Home >Common Problem >Python thread pool and its principles and uses
The cost of the system starting a new thread is relatively high because it involves interaction with the operating system. In this case, using a thread pool can greatly improve performance, especially when the program needs to create a large number of threads with short lifetimes, you should consider using the thread pool. The thread pool creates a large number of idle threads when the system starts. As long as the program submits a function to the thread pool, the thread pool will start an idle thread to execute it. When the function is executed, the thread will not die, but will return to the thread pool again and become idle waiting to execute the next function.
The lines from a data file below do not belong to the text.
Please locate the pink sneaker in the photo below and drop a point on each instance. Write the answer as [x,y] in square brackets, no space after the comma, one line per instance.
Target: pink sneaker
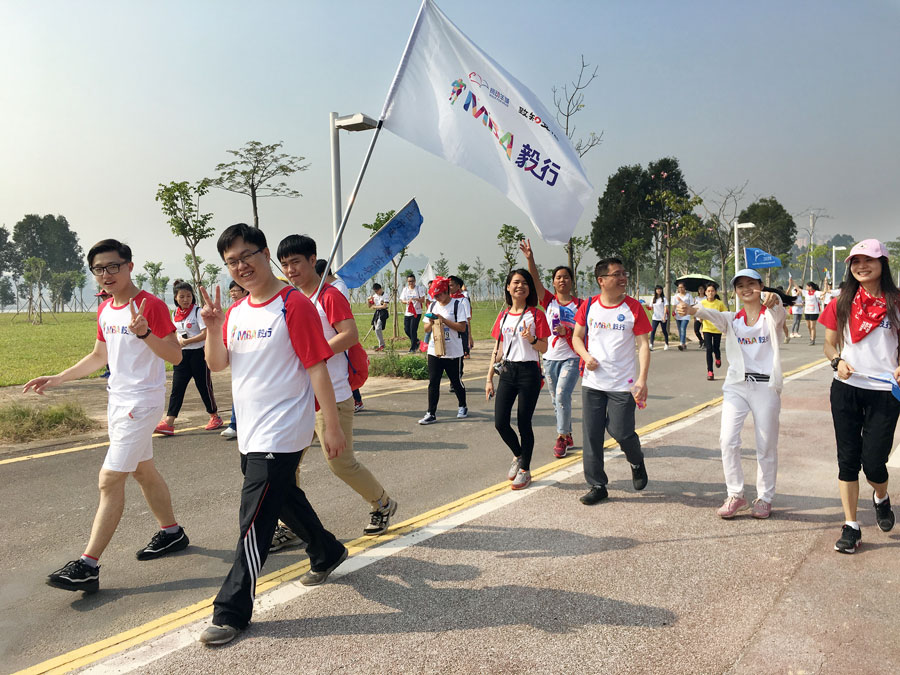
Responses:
[761,509]
[559,450]
[731,507]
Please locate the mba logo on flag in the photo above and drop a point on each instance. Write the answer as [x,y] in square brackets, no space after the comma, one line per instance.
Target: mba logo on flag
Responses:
[452,99]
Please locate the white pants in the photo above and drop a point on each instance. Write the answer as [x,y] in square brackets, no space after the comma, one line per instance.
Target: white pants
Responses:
[765,404]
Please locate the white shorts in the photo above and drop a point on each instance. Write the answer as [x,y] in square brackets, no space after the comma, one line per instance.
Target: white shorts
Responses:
[130,436]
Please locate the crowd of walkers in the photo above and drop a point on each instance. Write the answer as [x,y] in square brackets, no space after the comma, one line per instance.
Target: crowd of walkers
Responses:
[301,337]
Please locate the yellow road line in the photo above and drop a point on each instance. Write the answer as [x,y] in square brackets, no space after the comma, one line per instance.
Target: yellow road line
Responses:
[117,643]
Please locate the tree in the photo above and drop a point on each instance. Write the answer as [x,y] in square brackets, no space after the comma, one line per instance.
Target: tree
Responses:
[569,101]
[181,203]
[254,171]
[508,240]
[382,219]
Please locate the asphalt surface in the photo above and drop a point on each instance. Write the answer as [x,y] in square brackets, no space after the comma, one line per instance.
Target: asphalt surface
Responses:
[628,588]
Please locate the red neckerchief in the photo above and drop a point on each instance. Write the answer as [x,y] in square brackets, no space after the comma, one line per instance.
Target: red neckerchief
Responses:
[866,312]
[182,314]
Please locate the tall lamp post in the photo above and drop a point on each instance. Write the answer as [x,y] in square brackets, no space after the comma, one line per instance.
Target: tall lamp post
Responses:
[834,280]
[738,226]
[354,122]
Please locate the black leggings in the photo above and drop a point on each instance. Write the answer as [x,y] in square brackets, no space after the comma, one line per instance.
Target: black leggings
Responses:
[522,379]
[437,366]
[713,343]
[192,366]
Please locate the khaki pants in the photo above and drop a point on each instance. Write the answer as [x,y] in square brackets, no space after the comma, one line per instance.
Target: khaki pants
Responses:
[346,467]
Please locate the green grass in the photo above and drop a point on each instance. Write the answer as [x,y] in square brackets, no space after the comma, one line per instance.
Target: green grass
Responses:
[20,423]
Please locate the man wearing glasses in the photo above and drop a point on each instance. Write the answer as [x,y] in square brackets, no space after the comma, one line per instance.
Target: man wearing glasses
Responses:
[135,336]
[606,330]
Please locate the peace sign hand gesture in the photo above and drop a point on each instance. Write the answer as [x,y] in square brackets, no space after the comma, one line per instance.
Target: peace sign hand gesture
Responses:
[212,313]
[138,325]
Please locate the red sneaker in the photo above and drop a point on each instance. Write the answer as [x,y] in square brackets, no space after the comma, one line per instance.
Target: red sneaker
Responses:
[559,450]
[165,429]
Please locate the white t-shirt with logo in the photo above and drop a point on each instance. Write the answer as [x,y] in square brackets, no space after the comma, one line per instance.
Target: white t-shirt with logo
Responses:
[875,354]
[452,339]
[137,375]
[755,342]
[190,326]
[408,295]
[560,348]
[270,346]
[611,333]
[509,328]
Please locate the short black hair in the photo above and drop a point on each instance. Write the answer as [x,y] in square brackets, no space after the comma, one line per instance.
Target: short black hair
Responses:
[296,244]
[252,235]
[107,245]
[531,300]
[602,266]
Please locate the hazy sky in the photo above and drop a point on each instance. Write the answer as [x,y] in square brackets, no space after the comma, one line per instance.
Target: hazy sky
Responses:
[101,101]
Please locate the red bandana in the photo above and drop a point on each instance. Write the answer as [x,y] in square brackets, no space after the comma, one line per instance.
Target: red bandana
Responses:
[182,314]
[866,313]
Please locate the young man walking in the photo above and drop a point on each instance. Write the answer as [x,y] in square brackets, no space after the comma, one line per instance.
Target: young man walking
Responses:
[135,336]
[606,330]
[297,255]
[273,342]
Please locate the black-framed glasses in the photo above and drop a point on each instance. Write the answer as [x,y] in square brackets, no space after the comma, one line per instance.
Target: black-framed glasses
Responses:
[112,268]
[232,264]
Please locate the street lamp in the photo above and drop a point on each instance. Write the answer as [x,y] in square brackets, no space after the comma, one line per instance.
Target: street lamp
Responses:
[354,122]
[834,280]
[738,226]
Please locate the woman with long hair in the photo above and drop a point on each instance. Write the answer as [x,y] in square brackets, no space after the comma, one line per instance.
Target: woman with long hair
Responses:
[191,332]
[521,332]
[861,340]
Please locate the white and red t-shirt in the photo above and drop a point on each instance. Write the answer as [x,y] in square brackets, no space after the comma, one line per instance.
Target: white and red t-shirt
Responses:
[270,346]
[560,348]
[509,328]
[333,308]
[137,375]
[610,340]
[452,339]
[755,342]
[188,324]
[875,354]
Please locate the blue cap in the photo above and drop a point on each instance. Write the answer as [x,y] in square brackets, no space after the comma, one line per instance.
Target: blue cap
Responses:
[746,272]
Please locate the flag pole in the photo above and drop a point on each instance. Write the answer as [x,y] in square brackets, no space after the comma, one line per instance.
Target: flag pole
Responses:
[362,171]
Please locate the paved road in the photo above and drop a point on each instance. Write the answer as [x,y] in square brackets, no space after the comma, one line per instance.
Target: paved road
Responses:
[49,502]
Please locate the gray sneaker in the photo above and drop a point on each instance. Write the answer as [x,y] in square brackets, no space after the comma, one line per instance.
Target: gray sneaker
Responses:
[218,635]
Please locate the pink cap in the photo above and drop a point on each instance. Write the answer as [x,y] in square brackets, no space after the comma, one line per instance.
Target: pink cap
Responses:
[869,247]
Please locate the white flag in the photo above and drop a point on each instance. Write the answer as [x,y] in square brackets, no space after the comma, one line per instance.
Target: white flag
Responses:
[455,101]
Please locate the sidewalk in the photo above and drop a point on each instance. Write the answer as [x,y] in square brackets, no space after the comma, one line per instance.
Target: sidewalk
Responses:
[649,582]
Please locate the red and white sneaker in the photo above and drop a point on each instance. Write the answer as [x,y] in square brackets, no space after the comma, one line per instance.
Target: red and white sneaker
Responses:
[165,429]
[215,422]
[559,450]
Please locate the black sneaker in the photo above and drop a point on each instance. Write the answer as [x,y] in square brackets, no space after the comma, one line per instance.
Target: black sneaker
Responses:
[163,544]
[76,575]
[639,476]
[849,541]
[884,516]
[594,496]
[380,519]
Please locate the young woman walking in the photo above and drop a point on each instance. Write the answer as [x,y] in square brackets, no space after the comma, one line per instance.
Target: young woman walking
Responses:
[191,332]
[861,329]
[521,332]
[560,359]
[753,384]
[712,336]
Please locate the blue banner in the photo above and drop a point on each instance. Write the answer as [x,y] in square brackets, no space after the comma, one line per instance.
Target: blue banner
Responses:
[757,259]
[396,235]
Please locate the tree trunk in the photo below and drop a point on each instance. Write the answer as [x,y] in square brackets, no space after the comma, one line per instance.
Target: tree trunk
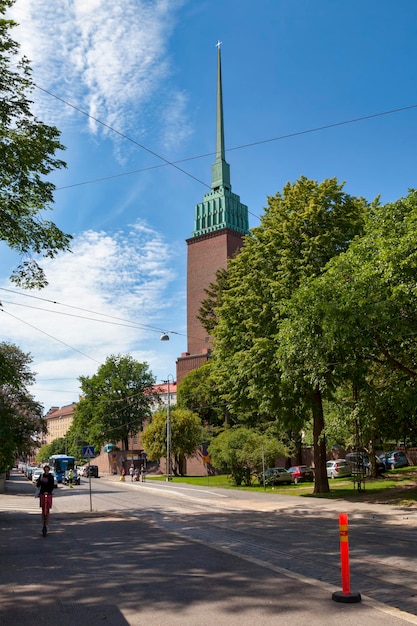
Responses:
[321,482]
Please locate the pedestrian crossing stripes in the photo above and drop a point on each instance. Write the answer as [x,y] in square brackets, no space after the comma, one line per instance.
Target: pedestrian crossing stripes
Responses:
[16,504]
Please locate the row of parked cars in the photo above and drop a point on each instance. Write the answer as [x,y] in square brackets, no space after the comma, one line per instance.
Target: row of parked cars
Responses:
[32,472]
[355,462]
[360,463]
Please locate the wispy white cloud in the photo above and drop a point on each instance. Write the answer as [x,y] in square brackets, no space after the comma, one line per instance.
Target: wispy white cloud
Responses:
[117,276]
[107,58]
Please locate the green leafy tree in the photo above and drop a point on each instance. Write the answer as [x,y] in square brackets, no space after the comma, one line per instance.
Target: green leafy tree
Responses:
[116,401]
[186,435]
[302,229]
[240,451]
[28,150]
[199,393]
[207,313]
[21,421]
[353,327]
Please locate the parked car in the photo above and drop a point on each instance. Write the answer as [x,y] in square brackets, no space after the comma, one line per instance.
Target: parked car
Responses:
[36,473]
[338,468]
[75,477]
[301,473]
[55,477]
[91,470]
[29,471]
[275,476]
[39,471]
[393,459]
[361,462]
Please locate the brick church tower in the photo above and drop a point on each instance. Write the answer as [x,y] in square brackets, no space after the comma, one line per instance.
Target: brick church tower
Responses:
[220,223]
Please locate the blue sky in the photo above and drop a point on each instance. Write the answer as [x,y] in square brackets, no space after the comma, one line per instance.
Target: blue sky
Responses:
[147,69]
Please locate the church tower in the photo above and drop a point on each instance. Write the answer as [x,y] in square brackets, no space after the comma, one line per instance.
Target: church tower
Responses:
[220,223]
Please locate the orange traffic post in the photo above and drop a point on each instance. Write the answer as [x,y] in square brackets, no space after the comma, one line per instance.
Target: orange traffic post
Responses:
[345,595]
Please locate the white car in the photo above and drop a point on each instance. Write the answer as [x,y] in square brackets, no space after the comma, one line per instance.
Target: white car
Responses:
[338,468]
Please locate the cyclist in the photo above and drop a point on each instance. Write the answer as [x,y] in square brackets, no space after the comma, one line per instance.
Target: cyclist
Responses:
[46,484]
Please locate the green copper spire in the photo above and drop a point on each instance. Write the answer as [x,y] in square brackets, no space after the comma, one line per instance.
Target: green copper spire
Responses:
[220,207]
[220,170]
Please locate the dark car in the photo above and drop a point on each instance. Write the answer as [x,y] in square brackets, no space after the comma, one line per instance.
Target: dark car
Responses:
[393,459]
[360,462]
[301,473]
[275,476]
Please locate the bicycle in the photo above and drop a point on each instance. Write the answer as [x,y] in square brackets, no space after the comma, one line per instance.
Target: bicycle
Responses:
[46,505]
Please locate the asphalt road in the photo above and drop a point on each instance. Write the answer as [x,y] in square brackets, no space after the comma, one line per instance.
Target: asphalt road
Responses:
[174,554]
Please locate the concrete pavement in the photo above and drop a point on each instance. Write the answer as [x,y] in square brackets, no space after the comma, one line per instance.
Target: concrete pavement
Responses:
[97,567]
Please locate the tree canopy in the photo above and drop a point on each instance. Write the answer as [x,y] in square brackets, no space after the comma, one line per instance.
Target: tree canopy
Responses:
[304,227]
[115,402]
[240,451]
[186,435]
[28,150]
[21,421]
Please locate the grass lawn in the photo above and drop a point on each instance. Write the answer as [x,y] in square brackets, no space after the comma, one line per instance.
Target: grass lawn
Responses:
[395,487]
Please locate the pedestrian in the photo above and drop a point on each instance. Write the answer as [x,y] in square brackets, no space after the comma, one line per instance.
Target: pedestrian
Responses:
[46,485]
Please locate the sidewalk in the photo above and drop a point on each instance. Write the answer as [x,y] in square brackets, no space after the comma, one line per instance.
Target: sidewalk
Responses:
[97,567]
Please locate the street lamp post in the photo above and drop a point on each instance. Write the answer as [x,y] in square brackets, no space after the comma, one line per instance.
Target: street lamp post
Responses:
[169,438]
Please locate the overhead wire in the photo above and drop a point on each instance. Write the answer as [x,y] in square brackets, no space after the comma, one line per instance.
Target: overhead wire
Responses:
[123,135]
[201,156]
[127,323]
[174,164]
[50,336]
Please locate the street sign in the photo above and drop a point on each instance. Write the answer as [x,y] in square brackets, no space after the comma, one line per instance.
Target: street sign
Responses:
[88,452]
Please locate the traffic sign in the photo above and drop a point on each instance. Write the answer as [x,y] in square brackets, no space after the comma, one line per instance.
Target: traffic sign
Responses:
[88,452]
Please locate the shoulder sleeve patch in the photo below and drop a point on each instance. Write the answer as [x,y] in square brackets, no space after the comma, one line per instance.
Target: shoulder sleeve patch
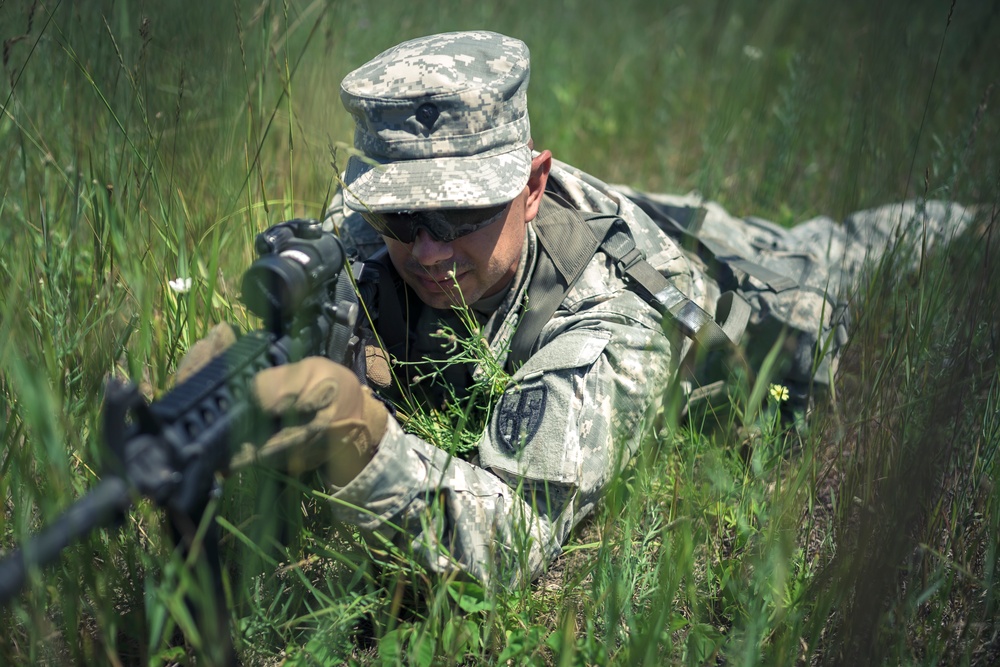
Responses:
[519,416]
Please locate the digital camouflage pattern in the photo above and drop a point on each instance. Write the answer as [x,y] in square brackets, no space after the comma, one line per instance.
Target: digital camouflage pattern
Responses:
[582,401]
[569,422]
[442,122]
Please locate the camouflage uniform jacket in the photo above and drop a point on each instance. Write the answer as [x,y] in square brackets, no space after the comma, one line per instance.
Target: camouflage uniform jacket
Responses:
[567,424]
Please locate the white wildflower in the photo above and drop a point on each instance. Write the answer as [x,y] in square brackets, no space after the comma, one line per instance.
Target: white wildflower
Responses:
[180,285]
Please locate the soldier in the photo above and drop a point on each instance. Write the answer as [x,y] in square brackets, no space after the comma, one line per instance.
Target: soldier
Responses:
[448,206]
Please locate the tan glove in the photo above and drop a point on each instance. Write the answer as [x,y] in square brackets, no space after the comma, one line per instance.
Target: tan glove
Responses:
[329,418]
[215,343]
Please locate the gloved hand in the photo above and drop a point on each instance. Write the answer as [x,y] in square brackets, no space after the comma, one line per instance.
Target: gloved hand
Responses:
[215,343]
[329,418]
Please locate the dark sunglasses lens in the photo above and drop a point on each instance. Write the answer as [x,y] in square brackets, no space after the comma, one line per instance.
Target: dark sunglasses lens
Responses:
[444,225]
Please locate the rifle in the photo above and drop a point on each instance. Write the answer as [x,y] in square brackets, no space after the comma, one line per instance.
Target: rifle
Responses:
[171,450]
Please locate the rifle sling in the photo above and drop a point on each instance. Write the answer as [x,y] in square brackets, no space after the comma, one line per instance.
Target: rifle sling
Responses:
[569,239]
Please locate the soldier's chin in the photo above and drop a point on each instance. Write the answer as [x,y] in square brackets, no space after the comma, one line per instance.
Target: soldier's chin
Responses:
[438,294]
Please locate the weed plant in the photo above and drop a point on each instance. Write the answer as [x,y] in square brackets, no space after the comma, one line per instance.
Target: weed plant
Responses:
[143,145]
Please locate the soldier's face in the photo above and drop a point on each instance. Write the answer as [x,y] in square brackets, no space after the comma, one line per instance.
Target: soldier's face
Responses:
[476,265]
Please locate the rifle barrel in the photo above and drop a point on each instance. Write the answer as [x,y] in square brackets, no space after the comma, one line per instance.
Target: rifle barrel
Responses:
[103,505]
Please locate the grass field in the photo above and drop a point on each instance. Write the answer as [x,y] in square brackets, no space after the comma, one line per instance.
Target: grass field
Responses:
[145,142]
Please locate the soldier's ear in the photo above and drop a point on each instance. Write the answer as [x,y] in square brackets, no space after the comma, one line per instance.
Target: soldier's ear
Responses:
[540,166]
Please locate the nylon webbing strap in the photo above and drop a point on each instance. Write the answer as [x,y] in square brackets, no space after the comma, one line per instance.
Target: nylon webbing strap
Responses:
[687,220]
[568,246]
[566,253]
[732,311]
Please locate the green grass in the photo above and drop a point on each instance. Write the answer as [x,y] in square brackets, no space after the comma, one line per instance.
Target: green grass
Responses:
[142,142]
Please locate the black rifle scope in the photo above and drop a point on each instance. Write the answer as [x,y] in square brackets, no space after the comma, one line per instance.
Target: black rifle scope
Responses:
[295,257]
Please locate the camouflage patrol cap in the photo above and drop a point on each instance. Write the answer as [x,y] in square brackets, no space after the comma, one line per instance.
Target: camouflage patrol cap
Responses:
[445,120]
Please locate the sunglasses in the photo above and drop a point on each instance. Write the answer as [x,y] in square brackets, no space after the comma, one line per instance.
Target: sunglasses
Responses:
[444,225]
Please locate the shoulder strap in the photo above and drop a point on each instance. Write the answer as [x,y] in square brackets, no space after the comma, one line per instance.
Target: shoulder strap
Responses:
[568,240]
[686,221]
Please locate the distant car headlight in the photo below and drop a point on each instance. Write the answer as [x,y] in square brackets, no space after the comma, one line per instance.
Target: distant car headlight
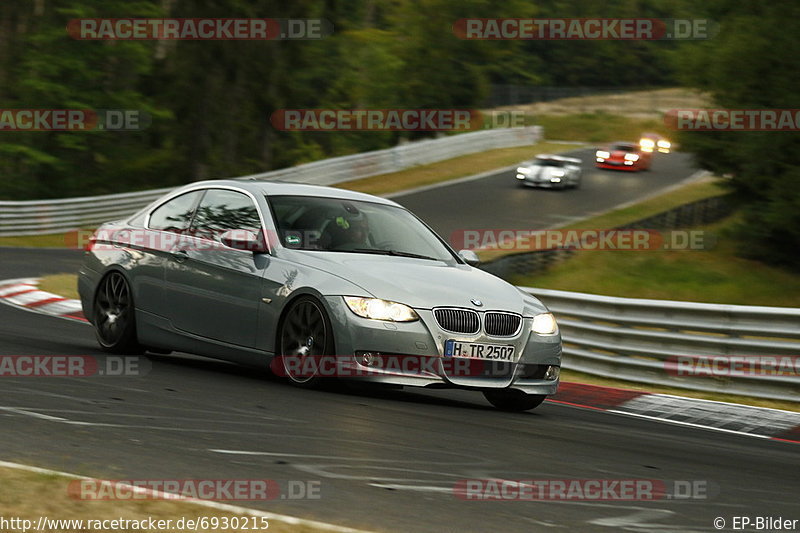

#The cost of the system starting a new thread is relatively high because it involves interaction with the operating system. In this case, using a thread pool can greatly improve performance, especially when the program needs to create a large number of threads with short lifetimes, you should consider using the thread pool.
The thread pool creates a large number of idle threads when the system starts. As long as the program submits a function to the thread pool, the thread pool will start an idle thread to execute it. When the execution of the function ends, the thread will not die, but will return to the thread pool and become idle, waiting for the execution of the next function.
In addition, using the thread pool can effectively control the number of concurrent threads in the system. When the system contains a large number of concurrent threads, it will cause a sharp decline in system performance and even cause Python to fail. The interpreter crashes, and the thread pool's maximum number of threads parameter can control the number of concurrent threads in the system not to exceed this number.
Use of thread pool
The base class of the thread pool is Executor in the concurrent.futures module. Executor provides two subclasses, namely ThreadPoolExecutor and ProcessPoolExecutor, where ThreadPoolExecutor is used to create a thread pool, and ProcessPoolExecutor is used to create a process pool.
If you use a thread pool/process pool to manage concurrent programming, then just submit the corresponding task function to the thread pool/process pool, and the thread pool/process pool will take care of the rest.
Exectuor provides the following common methods:
submit(fn, *args, **kwargs): Submit the fn function to the thread pool. *args represents the parameters passed to the fn function, *kwargs Indicates that parameters are passed in to the fn function in the form of keyword arguments.
map(func, *iterables, timeout=None, chunksize=1): This function is similar to the global function map(func, *iterables), but this function will start multiple threads to immediately perform map processing on iterables in an asynchronous manner.
shutdown(wait=True): Close the thread pool.
After the program submits the task function to the thread pool, the submit method will return a Future object. Future The class is mainly used to obtain the return value of the thread task function. Since the thread task will be executed asynchronously in the new thread, the function executed by the thread is equivalent to a "to be completed in the future" task, so Python uses Future to represent.
In fact, there is also Future in Java's multi-threaded programming. The Future here is similar to Java's Future.
Future provides the following methods:
cancel(): Cancel the thread task represented by the Future. If the task is being executed and cannot be canceled, the method returns False; otherwise, the program cancels the task and returns True.
cancelled(): Returns whether the thread task represented by Future is successfully canceled.
running(): If the thread task represented by the Future is being executed and cannot be canceled, this method returns True.
done(): If the thread task represented by the Funture is successfully canceled or completed, this method returns True.
result(timeout=None): Get the final result returned by the thread task represented by the Future. If Future If the thread task represented has not been completed, this method will block the current thread, where the timeout parameter specifies the maximum number of seconds to block.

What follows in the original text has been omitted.